|
1、Task description
2、Data set
3、Evaluation methodology
4、Copyright and license issue
5、Task schedule
6、References
NewVersion
Organizer
|
|
Word sense disambiguation (WSD) and semantic role labeling (SRL) are two important semantic analyzing techniques for NLP applications. To improve their performance, many evaluation tasks have been designed in recent years, including senseval-1/2/3 ([1], [2], [3]), CoNLL-2004/2005 ([4], [5]) and SemEval-2007 [7]. But almost all these evaluation tasks were designed to test one of these techniques, such as WSD tasks in senseval-1/2, SRL tasks for Propbank corpora in CoNLL-2004/2005 and SRL tasks for FrameNet corpora in senseval-3 and SemEval-2007. Only few tasks are designed for test the interaction of these two techniques, such as the frame semantic structure extraction task in SemEval-2007 [8]. Meanwhile, almost all these tasks are designed for the English language, only few tasks are designed for other languages, such as Chinese [9], Spanish [10], etc.
We think the event detection is an important semantic analysis task for real world sentences.

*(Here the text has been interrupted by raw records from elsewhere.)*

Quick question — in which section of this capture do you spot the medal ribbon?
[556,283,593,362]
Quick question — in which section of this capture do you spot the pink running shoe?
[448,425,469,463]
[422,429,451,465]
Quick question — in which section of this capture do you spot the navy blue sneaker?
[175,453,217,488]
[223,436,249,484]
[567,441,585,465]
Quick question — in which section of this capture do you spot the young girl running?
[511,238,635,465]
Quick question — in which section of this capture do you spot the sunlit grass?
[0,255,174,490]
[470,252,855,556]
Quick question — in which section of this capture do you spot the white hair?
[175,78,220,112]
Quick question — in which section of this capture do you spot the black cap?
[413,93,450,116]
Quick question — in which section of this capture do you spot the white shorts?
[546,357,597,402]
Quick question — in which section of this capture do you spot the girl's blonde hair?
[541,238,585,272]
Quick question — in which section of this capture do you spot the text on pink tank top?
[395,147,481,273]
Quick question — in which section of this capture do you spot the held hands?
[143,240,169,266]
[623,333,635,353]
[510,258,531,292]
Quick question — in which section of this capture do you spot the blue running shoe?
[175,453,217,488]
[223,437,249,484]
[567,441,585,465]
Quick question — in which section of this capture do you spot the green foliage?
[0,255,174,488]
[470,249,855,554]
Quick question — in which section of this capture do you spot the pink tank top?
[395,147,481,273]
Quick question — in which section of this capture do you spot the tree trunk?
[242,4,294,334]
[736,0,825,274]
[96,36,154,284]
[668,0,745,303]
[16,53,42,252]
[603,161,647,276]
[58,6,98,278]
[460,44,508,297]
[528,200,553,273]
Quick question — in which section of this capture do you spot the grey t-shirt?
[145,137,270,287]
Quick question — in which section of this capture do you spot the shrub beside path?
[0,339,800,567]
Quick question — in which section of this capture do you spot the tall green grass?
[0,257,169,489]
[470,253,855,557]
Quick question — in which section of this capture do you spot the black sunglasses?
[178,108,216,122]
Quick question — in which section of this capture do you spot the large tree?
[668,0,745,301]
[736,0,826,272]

We use a situation description formula to represent the content of an event. For example, for the ‘buy’ event, we use such a situation description formula: DO(x, P(x,y)) CAUSE (have(x,y) & NOT have(z,y)), where P, x, y and z are different situation arguments, ‘DO’, ‘CAUSE’, ‘&’ and ‘NOT’ are meta logical predicates, ‘have’ is a primitive predicate specially designed for ownership relation description.
In the task, we only focus on the following two event descriptions:
- Ownership relations and their changing, such as possession transferring;
- Existence states and their changing in different location and time situation, such as moving, living, died, etc.
We think they are the basic event units to describe other complex natural phenomena in natural language texts.
The goal of the task is to detect and analyze these event contents in real world Chinese news texts. It consists of finding key verbs or verb phrases to describe these events in the Chinese sentences after word segmentation and part-of-speech tagging, selecting suitable situation description formula for them, and anchoring different situation arguments with suitable syntactic chunks in the sentence. Three main sub-tasks are as follows:
- Target verb WSD: to recognize whether there are some key verbs or verb phrases to describe two focused event contents in the sentence, and select suitable situation description formula for these recognized key verbs (or verb phrases), from a situation network lexicon.
The input of the sub-task is a Chinese sentence annotated with correct word-segmentation and POS tags. Its output is the sense selection or disambiguation tags of the target verbs in the sentence.
- Sentence SRL: to anchor different situation arguments with suitable syntactic chunks in the sentence, and annotate suitable syntactic constituent and functional tags for these arguments.
Its input is a Chinese sentence annotated with correct word-segmentation, POS tags and the sense tags of the target verbs in the sentence. Its output is the syntactic chunk recognition and situation argument anchoring results.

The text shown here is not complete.